Day: June 13, 2018

Legacy Journalling: Your Life Story Without Being OverwhelmedLegacy Journalling: Your Life Story Without Being Overwhelmed



As family historians, we are well aware of the importance of knowing our family history.  We’ve learned that our past has a great deal to do with our present and our future. When we learn about our ancestors, we learn more about ourselves.

Unfortunately, it’s not enough just to record our family history facts and those of past generations. It is equally important to document our life stories, our legacy. It’s essential to preserve our experiences, our successes, failures, joys and sadness so that future generations can learn from us. So they will not have to speculate about who you were.

 

What is Legacy Journalling?

Unlike lengthy memoirs that can be overwhelming an often dull because they are nothing more than a chronological outline of a person’s life, legacy journalling is comprised of short stories, vignettes, memories that share your life experiences one bite-sized nugget at a time.

The Benefits of Legacy Journalling

If only I had a legacy journal from my great-grandmother or my great great grandfather, the knowledge I would have about him or her would be immense. I wouldn’t have to read between the lines of the census document or will. I wouldn’t have to speculate. I wouldn’t have to piece to gather small fragments that I have gleamed from various documents.

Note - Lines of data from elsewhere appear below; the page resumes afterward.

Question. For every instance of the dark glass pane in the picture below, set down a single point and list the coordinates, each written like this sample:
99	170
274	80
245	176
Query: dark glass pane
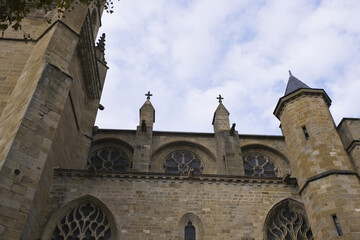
97	161
268	166
183	167
108	164
171	170
187	157
288	222
190	233
91	225
247	166
178	157
261	160
195	164
249	172
251	160
109	159
171	163
104	154
180	161
114	154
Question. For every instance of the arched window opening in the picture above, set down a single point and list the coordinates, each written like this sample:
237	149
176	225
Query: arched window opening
259	165
190	232
84	222
183	162
288	222
109	159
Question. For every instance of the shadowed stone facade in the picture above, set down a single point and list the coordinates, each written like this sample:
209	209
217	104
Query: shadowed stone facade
62	178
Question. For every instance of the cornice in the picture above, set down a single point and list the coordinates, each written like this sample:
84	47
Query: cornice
298	93
204	178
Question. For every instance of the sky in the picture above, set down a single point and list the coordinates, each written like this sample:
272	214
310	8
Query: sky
186	53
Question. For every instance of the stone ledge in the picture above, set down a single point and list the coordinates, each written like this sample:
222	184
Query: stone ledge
212	178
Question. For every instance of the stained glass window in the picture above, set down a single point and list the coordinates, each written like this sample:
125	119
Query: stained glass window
109	159
259	165
289	223
190	233
84	222
183	162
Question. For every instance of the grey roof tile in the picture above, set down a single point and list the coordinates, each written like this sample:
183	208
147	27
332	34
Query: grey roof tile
294	84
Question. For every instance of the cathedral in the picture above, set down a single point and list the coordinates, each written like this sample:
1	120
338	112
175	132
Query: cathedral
62	178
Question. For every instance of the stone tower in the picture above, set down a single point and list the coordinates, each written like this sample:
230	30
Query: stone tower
328	185
49	95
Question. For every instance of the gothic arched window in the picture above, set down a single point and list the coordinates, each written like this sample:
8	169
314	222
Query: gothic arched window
288	222
190	233
84	222
183	162
259	165
109	159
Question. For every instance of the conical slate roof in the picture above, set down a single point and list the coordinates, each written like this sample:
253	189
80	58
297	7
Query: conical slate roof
294	84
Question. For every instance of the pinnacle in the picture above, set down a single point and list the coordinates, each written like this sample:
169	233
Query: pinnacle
294	84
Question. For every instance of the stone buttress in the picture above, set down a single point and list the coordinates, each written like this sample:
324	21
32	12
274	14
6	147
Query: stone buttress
227	143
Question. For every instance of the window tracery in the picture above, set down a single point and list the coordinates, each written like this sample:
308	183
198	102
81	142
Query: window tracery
190	232
259	165
84	222
183	162
289	223
109	159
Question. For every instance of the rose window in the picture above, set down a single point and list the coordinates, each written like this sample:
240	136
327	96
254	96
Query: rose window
289	223
259	165
109	159
183	162
84	222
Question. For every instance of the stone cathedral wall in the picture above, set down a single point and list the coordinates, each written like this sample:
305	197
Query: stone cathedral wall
154	207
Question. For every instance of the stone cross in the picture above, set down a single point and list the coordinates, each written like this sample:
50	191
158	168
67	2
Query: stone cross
148	95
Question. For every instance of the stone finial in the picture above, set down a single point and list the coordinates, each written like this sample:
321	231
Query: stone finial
101	43
148	95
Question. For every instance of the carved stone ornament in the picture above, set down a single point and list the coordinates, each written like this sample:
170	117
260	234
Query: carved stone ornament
288	223
84	222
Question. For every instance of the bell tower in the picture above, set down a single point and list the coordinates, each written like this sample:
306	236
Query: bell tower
328	185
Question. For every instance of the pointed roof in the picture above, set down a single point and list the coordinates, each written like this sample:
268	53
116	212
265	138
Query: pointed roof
294	84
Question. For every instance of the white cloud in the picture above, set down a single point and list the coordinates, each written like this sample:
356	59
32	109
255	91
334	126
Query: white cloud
188	52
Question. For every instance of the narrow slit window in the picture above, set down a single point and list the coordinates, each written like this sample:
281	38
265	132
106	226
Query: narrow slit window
307	137
190	233
337	225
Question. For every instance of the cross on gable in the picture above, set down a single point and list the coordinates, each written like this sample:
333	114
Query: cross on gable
148	95
220	98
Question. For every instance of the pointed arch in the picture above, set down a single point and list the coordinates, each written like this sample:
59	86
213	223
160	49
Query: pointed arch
195	222
90	200
287	220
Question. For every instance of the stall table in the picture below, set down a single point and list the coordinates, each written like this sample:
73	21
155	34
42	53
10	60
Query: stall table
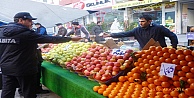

Journalling your memories is a powerful legacy that you can gift our family and future generations. By putting down your life stories, you reach across generations. You’re able to share your life experiences and your wisdom. You preserve the truth of your life and who you were in your own words. Your future descendants will want to know who you were just as much as you want to understand your 3x great grandfather or grandmother.

Writing your legacy can also benefit you. It’ll help you to increase your own understanding of your life. Families can be complicated, and perhaps there are many versions of the truth out there waiting to be told. Writing your legacy is an opportunity for you to discuss your truth.

Recording your legacy will facilitate a personal growth and move you forward in your own life goals. It will be a moment of reflection as you live out the rest of your life and the experiences still to come. It can assist us in the transition from one life stage to another.

For those of us who are baby boomers and are now slowly entering into retirement, legacy writing is becoming very popular to help us make that transition. It allows us to take stock and recalibrate our lives of where we are and what’s left to be done. Legacy writing is also an opportunity to give back to our community through our local historical and heritage societies.

Local museums and archives want your family history,  they need your life stories so that they can preserve them for future generations.

However, with all that being said we still find ourselves not recording our own stories. Generally, because we over complicate it. We don’t know what to write, we are overwhelmed, and we think our life story is uninteresting. But I assure your descendants 2 or 3 generations from now will want to know about your life just as much as we desire to know about our ancestor’s lives.

That is why I recommend legacy journaling. A simple process of capturing small stories, vignettes. Here are three easy steps to getting started in capturing your memories in a legacy journal.

  1. Choose a place to write – Find a place that you are comfortable capturing your memories, stories and life lessons.  This can be a journal you can write longhand in, it can be a word document on your computer, or set up a journal in Scrivener. Don’t over complicate it choose something that works for you. Keep it simple. The more complicated you make it, the less likely it will happen.
  2. Choose a time – Set yourself a regular habit of writing, whether that is once a week, twice a week, once a day. Maybe jot down a memory of a story every morning with your cup of coffee, or one hour in the evening before you turn the T.V. on. Schedule a regular time writing so that it becomes a habit. Instead of opening Facebook in the morning or in the evening after dinner, take 30 minutes -1 hour and begin a journal and start writing your stories.
  1. Keep it Short – Sometimes where to begin can be overwhelming, and often new legacy writers fall into the trap of thinking they need to start at the beginning. You know “I was born on such and such a day to these parents and work your way forward. Yawn! You don’t have to tell your life story in chronological order. Instead, write small memories, reflections, vignettes, that offer up a lesson you learned, a joy, a sadness, a success or failure. Memories that carry with them words of wisdom for future generations.

Your descendants will want to read your words, learn your thoughts. Don’t over complicate. Start with a legacy journal and begin today.